Nickelback singles chronology
| "Gotta Be Somebody" (2008) | "Something in Your Mouth" (2008) | "If Today Was Your Last Day" (2008) |

= Something in Your Mouth =

"Something in Your Mouth" is the second single and first promotional single from Canadian rock band Nickelback's sixth studio album Dark Horse. The song was released as a digital download to the US iTunes Store on October 28, 2008, and as the second single to rock radio on December 15 the same year.
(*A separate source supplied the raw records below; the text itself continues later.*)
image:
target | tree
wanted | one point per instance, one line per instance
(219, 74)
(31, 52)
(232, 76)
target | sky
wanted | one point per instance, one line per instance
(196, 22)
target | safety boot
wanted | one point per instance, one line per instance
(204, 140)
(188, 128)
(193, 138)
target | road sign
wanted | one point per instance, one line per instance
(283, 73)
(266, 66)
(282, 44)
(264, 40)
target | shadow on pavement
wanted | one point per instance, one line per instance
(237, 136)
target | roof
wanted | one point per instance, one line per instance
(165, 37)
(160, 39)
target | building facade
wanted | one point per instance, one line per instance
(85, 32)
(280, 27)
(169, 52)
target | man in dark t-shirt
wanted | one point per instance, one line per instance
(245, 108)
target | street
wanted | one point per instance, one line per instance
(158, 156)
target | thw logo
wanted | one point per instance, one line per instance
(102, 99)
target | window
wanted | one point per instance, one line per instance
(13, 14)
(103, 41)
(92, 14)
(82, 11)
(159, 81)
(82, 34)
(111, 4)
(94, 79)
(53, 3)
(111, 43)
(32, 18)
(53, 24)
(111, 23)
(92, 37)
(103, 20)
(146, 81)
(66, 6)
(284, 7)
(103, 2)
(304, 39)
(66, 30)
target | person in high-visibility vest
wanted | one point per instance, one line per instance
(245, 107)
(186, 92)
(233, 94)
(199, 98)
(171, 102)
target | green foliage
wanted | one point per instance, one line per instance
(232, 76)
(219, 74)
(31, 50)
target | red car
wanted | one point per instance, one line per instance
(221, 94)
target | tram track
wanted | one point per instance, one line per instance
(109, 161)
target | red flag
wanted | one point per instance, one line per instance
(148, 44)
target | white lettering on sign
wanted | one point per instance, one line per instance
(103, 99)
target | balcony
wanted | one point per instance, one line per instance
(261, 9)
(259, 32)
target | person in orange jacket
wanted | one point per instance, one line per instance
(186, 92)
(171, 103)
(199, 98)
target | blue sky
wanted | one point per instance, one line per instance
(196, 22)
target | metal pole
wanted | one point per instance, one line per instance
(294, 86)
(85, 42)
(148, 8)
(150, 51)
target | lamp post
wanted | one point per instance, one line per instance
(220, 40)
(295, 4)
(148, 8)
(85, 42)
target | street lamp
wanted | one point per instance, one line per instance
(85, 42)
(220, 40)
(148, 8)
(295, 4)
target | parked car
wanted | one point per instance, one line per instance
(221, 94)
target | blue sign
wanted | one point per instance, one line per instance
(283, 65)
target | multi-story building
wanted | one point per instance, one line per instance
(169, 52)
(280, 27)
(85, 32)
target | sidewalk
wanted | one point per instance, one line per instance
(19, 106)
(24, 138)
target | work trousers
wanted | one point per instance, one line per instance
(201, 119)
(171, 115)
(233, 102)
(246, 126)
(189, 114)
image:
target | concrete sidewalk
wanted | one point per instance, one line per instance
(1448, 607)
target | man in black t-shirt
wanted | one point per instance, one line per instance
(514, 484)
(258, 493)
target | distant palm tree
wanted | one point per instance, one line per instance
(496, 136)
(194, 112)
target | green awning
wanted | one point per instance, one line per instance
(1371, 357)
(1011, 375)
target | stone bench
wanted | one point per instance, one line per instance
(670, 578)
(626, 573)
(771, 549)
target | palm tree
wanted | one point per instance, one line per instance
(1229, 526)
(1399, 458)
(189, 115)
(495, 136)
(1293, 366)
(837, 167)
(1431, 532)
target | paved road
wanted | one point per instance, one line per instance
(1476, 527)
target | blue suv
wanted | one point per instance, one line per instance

It is much heavier than the first single "Gotta Be Somebody", with a hard rock and alternative metal sound, reminiscent of the album as a whole. The song is also used in the 2009 film American Pie Presents: The Book of Love.

== Reception ==
Christopher Rosa of VH1 wrote: "OK, Nickelback: So, women are more appealing to you when they can't talk? That's what you're saying right now. If it's not, please offer an explanation. I'd love to hear it."

==Charts==
===Weekly charts===

| Chart (2009) | Peak position |
|---|---|
| Canada Hot 100 (Billboard) | 48 |
| Canada Rock (Billboard) | 4 |
| US Billboard Hot 100 | 96 |
| US Alternative Airplay (Billboard) | 21 |
| US Mainstream Rock (Billboard) | 1 |

===Year-end charts===

| Chart (2009) | Position |
|---|---|
| US Mainstream Rock (Billboard) | 5 |

==Certifications==

| Region | Certification | Certified units/sales |
| Canada (Music Canada) | 2× Platinum | 160,000^{‡} |
| New Zealand (RMNZ) | Platinum | 30,000^{‡} |
| United Kingdom (BPI) | Silver | 200,000^{‡} |
| United States (RIAA) | Platinum | 1,000,000^{‡} |
^{‡} Sales+streaming figures based on certification alone.